The Olympics have never been rescheduled in peacetime. It’s the last and biggest event to bite the dust as public gatherings disappear across the globe.

It wasn’t a surprise as pressures mounted amidst the global spread of the virus. Several countries, Australia and Canada, had announced they would not be participating and others like the U.S. and Germany along with various sports associations had called for the games to be postponed.

“In the present circumstances and based on the information provided by the WHO today, the IOC President and the Prime Minister of Japan have concluded that the Games of the XXXII Olympiad in Tokyo must be rescheduled to a date beyond 2020 but not later than summer 2021, to safeguard the health of the athletes, everybody involved in the Olympic Games and the international community,” said a statement by the IOC.

Comcast Says National Ad Sales For Tokyo Olympics Has Passed A Record $1.25B

“The leaders agreed that the Olympic Games in Tokyo could stand as a beacon of hope to the world during these troubled times and that the Olympic flame could become the light at the end of the tunnel in which the world finds itself at present. Therefore, it was agreed that the Olympic flame will stay in Japan.

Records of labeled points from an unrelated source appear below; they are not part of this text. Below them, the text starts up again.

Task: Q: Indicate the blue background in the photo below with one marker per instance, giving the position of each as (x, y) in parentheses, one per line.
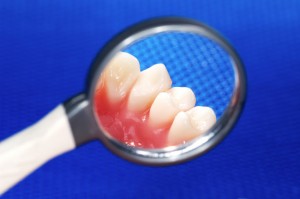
(46, 48)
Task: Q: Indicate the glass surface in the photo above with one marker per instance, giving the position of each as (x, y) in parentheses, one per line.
(164, 90)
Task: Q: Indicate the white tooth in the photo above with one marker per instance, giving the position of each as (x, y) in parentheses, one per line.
(119, 76)
(167, 104)
(191, 124)
(183, 97)
(149, 84)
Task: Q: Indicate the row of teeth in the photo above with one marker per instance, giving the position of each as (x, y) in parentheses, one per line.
(151, 88)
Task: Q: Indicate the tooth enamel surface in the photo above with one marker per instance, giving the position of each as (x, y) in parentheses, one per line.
(149, 84)
(167, 104)
(191, 124)
(119, 76)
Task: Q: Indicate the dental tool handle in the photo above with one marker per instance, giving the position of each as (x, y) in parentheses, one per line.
(27, 150)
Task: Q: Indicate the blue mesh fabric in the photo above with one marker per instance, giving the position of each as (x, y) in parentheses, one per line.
(193, 61)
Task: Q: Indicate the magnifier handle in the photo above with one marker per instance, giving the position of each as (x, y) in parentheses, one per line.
(27, 150)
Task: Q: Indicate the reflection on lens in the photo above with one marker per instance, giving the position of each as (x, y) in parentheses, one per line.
(164, 90)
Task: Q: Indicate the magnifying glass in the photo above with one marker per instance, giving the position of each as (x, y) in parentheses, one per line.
(161, 92)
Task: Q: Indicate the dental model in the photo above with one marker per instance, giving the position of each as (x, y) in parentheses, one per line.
(141, 109)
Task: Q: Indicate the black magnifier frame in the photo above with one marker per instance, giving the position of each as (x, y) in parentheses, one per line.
(82, 116)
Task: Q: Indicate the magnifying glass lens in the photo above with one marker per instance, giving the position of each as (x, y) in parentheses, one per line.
(164, 89)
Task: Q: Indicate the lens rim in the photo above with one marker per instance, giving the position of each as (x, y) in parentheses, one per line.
(196, 147)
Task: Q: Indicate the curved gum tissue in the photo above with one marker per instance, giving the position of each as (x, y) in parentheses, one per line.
(141, 109)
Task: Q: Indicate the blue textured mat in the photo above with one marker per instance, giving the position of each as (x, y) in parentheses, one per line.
(46, 48)
(192, 61)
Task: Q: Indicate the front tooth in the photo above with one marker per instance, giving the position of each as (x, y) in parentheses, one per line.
(119, 76)
(167, 104)
(149, 84)
(191, 124)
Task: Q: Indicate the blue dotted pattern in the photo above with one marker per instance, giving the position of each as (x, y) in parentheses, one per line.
(193, 61)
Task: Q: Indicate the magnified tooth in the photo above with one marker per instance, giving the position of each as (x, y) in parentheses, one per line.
(119, 76)
(191, 124)
(167, 104)
(149, 84)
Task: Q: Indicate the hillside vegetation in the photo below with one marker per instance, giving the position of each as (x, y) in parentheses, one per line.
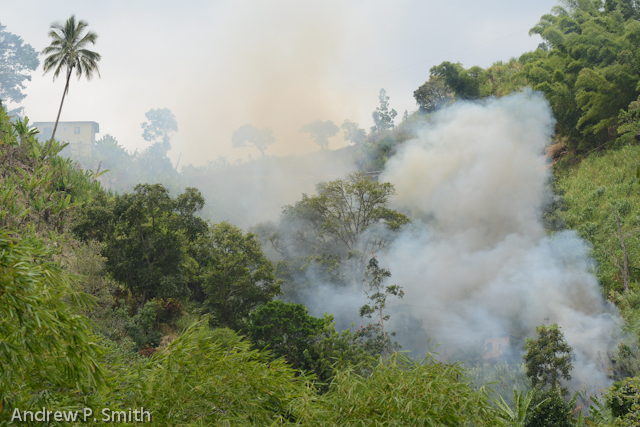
(126, 297)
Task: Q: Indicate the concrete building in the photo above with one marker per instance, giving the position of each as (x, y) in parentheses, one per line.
(81, 136)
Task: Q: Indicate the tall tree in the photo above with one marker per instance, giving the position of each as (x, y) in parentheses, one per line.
(348, 219)
(383, 117)
(353, 133)
(321, 132)
(147, 237)
(247, 135)
(160, 124)
(68, 50)
(237, 276)
(548, 357)
(17, 59)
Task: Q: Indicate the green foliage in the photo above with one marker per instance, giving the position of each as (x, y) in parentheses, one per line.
(548, 408)
(335, 229)
(433, 94)
(145, 235)
(237, 277)
(141, 328)
(521, 407)
(403, 392)
(38, 190)
(376, 340)
(18, 59)
(600, 189)
(46, 345)
(623, 398)
(548, 357)
(588, 68)
(68, 50)
(382, 116)
(464, 83)
(353, 133)
(286, 329)
(307, 343)
(501, 378)
(200, 381)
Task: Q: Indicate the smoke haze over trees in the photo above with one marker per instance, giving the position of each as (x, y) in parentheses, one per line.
(272, 291)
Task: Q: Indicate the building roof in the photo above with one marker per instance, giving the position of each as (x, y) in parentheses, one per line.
(96, 126)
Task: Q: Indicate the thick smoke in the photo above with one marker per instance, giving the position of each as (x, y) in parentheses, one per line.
(479, 263)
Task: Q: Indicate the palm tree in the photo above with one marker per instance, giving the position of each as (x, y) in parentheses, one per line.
(68, 49)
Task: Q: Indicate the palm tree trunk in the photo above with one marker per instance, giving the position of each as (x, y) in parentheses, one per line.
(66, 89)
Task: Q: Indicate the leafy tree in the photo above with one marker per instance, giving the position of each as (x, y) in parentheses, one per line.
(321, 132)
(521, 407)
(308, 343)
(287, 329)
(548, 408)
(548, 358)
(145, 235)
(338, 227)
(247, 135)
(382, 116)
(378, 340)
(68, 49)
(353, 133)
(237, 276)
(160, 124)
(17, 60)
(623, 399)
(141, 327)
(464, 83)
(432, 94)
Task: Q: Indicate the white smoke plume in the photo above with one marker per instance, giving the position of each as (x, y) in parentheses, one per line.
(479, 263)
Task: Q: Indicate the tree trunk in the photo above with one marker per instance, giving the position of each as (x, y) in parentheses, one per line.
(66, 89)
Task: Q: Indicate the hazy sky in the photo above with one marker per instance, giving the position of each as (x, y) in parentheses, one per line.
(220, 64)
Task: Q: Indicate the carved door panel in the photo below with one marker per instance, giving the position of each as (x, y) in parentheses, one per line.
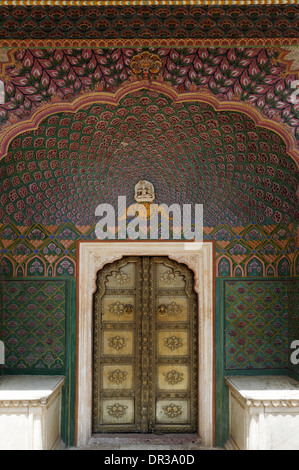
(145, 347)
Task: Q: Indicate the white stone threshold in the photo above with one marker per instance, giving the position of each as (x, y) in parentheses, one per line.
(263, 413)
(30, 412)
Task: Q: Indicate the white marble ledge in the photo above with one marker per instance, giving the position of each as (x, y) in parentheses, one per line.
(265, 390)
(28, 389)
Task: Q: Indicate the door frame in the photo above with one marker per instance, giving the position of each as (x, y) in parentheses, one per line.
(200, 258)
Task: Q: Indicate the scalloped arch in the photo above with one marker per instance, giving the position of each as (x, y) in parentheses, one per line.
(115, 98)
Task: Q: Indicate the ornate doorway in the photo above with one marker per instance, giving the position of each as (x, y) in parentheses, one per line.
(145, 347)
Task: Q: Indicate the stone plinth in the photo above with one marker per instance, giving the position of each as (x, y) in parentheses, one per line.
(263, 413)
(30, 412)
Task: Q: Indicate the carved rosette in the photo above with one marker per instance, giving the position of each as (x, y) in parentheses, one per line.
(117, 410)
(117, 376)
(172, 410)
(173, 377)
(173, 342)
(117, 342)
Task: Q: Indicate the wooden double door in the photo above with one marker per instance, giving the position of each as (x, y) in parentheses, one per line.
(145, 376)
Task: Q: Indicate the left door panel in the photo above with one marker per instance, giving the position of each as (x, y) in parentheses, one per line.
(116, 371)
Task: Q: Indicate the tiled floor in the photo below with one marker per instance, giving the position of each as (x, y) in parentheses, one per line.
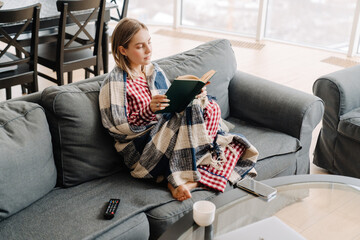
(290, 65)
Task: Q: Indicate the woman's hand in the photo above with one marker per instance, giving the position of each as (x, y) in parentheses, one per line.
(202, 94)
(159, 102)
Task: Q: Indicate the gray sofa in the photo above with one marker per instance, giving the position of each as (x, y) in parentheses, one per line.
(58, 166)
(338, 145)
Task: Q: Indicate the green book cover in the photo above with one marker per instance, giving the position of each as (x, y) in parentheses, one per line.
(183, 90)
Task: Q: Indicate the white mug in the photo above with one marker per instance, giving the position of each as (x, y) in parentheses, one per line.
(204, 213)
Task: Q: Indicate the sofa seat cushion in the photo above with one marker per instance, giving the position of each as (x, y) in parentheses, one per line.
(268, 142)
(162, 217)
(27, 169)
(83, 149)
(77, 212)
(217, 55)
(349, 125)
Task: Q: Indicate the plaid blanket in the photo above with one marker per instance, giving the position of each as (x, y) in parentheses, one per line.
(171, 147)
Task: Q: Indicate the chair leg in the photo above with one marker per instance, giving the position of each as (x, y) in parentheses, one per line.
(8, 93)
(105, 51)
(23, 89)
(60, 77)
(87, 73)
(34, 85)
(69, 77)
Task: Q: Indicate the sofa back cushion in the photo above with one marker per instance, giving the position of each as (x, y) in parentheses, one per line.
(27, 169)
(217, 55)
(83, 149)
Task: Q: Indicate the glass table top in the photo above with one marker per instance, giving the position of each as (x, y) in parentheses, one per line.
(317, 207)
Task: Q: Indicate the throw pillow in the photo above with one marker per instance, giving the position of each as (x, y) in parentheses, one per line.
(83, 149)
(27, 169)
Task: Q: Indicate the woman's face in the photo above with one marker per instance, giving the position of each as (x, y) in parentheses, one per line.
(139, 49)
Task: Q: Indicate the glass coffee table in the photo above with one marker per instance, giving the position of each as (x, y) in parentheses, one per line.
(315, 206)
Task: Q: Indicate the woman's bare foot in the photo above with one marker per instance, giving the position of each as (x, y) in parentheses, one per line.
(182, 192)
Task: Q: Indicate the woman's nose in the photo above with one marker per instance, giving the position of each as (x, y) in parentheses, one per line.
(148, 49)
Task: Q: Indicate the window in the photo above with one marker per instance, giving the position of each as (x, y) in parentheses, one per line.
(222, 15)
(321, 23)
(152, 12)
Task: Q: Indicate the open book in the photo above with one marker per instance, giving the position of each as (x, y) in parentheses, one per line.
(184, 89)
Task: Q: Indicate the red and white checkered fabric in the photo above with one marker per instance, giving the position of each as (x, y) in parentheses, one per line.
(139, 113)
(210, 176)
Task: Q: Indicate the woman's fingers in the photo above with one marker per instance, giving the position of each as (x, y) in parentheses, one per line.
(159, 102)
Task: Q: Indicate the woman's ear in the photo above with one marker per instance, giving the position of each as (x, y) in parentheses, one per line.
(122, 50)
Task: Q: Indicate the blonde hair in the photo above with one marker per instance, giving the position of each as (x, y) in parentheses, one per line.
(122, 35)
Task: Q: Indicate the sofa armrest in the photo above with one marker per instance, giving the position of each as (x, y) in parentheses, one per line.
(340, 91)
(274, 106)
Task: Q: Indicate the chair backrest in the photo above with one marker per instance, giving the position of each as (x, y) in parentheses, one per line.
(30, 16)
(123, 10)
(85, 12)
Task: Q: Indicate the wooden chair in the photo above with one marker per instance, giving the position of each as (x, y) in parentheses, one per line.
(22, 69)
(123, 10)
(68, 54)
(83, 38)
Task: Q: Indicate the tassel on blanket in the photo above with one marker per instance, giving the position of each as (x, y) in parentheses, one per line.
(218, 158)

It was also agreed that the Games will keep the name Olympic and Paralympic Games Tokyo 2020,” the statement said.

Japanese Prime Minister Shinzo Abe revealed the delay to reporters after the call with Bach.

“After his telephone talks with IOC President Bach, PM Abe spoke to the press and explained that the two have agreed that the Tokyo Olympic Games would not be cancelled, and the games will be held by the summer of 2021,” the prime minister’s office tweeted.”

Japan is said to have invested over $10 billion in preparing for the event.

The decision will have a big impact on Comcast, which has the rights to the Games through 2023. As the chatter increased yesterday, an NBC Sports spokesperson said, “These are extraordinary and unprecedented times, and we fully support the IOC’s decision to step up its scenario-planning for the Tokyo Olympics. We are prepared to stand behind any decision made by the IOC, the Japanese government, and the world health officials with whom they are working regarding the Tokyo Olympics.”

At a media conference in early March, Comcast CEO Brian Roberts said the in the event of a cancellation the conglomerate has insurance and contractual protections.